セレブに付き添うマネジャーも顔を隠して会場入りし、会場内の動線も完全に分離する徹底ぶりで、予定調和のない”ガチの”ライブパフォーマンスバトルを勝ち抜いていく。

もちろん、予算の大きさや演出の派手さと面白さが比例するわけではないという意見もあるだろう。しかし、ここで注目したいのは”お金の流れが変化しただけ”ということだ。かつて邦画黎明期に映画にお金が集まり、テレビの発達とともにテレビ局がクリエイターたちを集めた。

Netflixの制作で予算の大きな映画や連続ドラマが日本でも作られるようになったのと同じように、日本でヒットした番組企画・演出が、海外へと輸出され成功を収め始めている。

中でも最も大きな成功を収めているのが松本人志の『ドキュメンタル』だ。

日本での再生回数急伸が、Amazonプライムビデオの各国マーケティングチームの目に留まり、各国言語の字幕入りで配信が始まると”笑ってはいけない”というユニークなフォーマットが話題を呼び、オーストラリアやドイツなどで現地制作が始まった。

現在、日本を含めると10カ国で制作される人気番組となっており、日本のAmazonプライムビデオからも視聴可能だ。

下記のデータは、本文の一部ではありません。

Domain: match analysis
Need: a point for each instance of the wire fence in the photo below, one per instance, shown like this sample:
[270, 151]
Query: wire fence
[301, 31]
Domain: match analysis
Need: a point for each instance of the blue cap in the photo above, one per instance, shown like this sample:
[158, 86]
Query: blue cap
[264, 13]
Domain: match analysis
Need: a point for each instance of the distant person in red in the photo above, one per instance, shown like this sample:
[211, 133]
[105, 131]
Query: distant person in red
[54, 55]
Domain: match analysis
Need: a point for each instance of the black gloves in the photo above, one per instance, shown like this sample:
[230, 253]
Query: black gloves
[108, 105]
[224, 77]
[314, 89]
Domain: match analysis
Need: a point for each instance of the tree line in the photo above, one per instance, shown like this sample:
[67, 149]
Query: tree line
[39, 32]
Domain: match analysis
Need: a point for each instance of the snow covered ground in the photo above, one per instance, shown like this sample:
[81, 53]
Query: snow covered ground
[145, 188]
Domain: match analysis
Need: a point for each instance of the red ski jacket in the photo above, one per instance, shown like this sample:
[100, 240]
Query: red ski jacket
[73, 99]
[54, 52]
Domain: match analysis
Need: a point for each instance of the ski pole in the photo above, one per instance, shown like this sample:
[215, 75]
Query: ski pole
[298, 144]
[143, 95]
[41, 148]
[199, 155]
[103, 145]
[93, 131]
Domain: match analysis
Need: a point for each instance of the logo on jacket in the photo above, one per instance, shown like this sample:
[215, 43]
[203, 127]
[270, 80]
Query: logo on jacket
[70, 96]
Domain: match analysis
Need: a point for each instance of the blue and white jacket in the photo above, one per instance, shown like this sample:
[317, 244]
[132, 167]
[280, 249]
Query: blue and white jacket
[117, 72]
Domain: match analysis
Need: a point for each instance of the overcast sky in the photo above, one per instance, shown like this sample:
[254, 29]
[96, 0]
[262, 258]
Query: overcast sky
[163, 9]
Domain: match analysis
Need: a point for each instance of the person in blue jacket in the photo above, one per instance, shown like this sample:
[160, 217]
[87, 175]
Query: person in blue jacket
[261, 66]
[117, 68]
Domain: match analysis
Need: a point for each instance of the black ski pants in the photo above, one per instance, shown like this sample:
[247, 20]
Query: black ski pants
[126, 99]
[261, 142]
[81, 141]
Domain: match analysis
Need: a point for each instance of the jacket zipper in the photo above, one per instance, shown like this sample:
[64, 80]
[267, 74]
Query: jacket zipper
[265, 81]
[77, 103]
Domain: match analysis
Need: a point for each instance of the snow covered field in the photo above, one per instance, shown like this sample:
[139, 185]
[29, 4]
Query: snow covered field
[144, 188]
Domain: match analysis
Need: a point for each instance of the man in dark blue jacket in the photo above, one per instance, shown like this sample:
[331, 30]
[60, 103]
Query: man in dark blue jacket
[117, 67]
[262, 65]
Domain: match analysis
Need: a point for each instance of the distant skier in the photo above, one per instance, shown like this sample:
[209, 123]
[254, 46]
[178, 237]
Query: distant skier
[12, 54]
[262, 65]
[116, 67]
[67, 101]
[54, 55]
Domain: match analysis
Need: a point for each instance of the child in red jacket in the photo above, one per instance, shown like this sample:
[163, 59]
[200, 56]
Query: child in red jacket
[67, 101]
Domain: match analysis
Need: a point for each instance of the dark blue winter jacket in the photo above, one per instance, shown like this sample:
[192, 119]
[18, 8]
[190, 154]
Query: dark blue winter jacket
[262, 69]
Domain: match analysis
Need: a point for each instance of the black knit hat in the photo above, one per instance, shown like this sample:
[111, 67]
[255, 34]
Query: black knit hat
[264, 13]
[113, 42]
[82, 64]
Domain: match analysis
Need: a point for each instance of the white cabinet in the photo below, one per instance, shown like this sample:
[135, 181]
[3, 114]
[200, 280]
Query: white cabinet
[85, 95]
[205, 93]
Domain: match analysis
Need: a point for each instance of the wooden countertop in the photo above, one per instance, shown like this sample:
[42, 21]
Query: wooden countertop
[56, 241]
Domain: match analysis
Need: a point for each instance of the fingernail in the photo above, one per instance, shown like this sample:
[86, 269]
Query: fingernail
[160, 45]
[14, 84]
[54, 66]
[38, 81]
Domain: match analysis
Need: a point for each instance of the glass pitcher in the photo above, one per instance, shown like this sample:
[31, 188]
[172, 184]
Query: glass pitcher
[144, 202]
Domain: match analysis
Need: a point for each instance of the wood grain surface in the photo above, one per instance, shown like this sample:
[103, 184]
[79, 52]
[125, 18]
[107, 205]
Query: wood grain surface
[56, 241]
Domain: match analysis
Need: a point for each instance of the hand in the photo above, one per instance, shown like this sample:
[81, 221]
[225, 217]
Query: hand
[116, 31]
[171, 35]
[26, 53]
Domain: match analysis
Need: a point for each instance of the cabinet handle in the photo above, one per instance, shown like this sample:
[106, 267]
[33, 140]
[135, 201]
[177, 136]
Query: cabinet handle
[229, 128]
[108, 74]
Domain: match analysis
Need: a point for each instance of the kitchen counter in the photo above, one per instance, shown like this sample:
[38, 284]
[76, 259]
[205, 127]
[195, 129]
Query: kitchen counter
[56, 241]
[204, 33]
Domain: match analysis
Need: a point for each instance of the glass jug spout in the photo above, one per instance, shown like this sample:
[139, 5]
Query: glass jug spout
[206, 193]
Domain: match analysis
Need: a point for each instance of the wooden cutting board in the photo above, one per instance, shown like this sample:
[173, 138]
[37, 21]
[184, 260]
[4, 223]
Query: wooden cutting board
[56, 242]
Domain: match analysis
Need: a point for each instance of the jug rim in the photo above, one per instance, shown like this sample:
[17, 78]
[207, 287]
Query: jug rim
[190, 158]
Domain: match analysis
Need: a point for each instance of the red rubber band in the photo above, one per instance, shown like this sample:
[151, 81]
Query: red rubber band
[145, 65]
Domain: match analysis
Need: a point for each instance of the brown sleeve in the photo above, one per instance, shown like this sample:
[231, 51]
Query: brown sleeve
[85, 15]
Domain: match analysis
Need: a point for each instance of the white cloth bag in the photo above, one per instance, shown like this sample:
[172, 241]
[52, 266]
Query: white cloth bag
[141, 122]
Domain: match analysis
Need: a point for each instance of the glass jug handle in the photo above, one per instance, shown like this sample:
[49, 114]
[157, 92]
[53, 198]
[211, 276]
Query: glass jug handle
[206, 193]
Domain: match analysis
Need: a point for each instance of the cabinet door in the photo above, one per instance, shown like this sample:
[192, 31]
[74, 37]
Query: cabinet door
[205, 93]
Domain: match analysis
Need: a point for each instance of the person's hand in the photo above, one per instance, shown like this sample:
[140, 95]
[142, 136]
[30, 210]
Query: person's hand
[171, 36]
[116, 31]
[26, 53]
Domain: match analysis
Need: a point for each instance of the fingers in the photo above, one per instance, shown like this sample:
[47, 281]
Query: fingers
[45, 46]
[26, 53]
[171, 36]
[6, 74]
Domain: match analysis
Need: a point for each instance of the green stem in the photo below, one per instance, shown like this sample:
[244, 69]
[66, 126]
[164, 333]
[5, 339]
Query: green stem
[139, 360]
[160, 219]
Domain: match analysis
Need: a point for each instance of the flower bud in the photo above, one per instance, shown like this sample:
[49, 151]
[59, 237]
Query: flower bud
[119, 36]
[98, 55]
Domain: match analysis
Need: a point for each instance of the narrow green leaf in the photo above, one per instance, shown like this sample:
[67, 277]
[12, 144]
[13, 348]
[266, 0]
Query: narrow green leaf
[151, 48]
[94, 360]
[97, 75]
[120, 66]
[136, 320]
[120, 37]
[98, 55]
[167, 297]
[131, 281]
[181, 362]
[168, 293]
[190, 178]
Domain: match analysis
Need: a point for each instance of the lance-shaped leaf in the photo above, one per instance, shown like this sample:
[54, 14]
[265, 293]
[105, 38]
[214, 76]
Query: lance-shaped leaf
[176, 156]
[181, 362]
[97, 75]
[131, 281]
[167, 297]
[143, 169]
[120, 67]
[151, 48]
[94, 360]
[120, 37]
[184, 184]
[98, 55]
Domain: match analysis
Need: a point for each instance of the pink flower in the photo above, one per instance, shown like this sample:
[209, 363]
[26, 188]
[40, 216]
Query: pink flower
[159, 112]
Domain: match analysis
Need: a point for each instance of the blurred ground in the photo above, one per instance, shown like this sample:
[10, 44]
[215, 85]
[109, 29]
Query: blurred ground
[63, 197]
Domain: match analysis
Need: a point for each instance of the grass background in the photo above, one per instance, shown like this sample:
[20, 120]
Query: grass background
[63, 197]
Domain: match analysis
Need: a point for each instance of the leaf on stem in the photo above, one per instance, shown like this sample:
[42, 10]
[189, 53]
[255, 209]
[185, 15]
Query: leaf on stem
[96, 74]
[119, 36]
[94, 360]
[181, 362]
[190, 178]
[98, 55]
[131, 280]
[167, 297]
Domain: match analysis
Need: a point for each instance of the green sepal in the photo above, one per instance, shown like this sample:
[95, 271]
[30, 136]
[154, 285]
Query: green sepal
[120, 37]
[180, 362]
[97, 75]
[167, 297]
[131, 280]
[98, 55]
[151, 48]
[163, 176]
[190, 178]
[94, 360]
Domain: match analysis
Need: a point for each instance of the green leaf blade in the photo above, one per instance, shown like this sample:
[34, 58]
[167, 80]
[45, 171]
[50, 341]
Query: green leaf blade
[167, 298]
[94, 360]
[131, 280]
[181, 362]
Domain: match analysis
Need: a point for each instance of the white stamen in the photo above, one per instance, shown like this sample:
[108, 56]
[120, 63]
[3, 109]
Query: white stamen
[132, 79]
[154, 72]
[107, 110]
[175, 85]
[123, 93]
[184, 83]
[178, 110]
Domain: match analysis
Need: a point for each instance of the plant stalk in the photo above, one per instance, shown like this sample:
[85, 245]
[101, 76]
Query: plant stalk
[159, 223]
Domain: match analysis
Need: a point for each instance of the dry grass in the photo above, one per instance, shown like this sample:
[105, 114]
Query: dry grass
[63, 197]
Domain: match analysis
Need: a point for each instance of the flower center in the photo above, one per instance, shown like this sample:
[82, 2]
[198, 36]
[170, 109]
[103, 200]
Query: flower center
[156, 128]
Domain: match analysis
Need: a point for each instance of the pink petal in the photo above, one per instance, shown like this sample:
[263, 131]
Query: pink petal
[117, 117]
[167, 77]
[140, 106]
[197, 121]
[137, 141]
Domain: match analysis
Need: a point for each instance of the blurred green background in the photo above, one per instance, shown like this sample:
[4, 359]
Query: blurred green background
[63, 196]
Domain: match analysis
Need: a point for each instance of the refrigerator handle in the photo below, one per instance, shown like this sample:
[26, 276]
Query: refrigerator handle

ドイツではシーズン3制作がすでに決定済みで、現地のコメディ賞(Deutscher Comedypreis)の「最優秀コメディショー」を受賞。それらすべての番組に「HITOSHI MATSUMOTO」という冠がついている。

映画やドラマだけではなく、フォーマット輸出という以前から成功を収めていたルートでのコンテンツ輸出も、今後は映像配信サービスを経由することが多くなっていくのではないだろうか。

NetflixやAmazonプライムビデオなど世界各国で配信されているサービスでは、他国での視聴動向を見渡すことができる。加えてAIがユーザーの視聴動向から”おすすめ”するため、国境、人種、文化などの壁を越えることができる。

韓国制作のドラマシリーズ『イカゲーム』が世界的な大ヒットとなり、Netflixでグローバル1位を獲得したことは記憶に新しいが、同じく韓国制作の『地獄が呼んでいる』も最近、同じくグローバルでのトップ視聴数を記録した。

日本制作では前出の『全裸監督』も話題になったが、日本発のファンタジーとして『今際の国のアリス』が40カ国でトップ10入り。第2シーズンでのさらなる飛躍が期待されている。

かつて、カンヌの映像コンテンツ見本市(MIPTV、MIPCOM)の取材をしているときには、とりわけ実写作品における人種の壁を強く感じていた。バイヤーたちはリスクを避けるため、登場する俳優が自国民と視覚的に大きく異なる作品を敬遠しがちだった。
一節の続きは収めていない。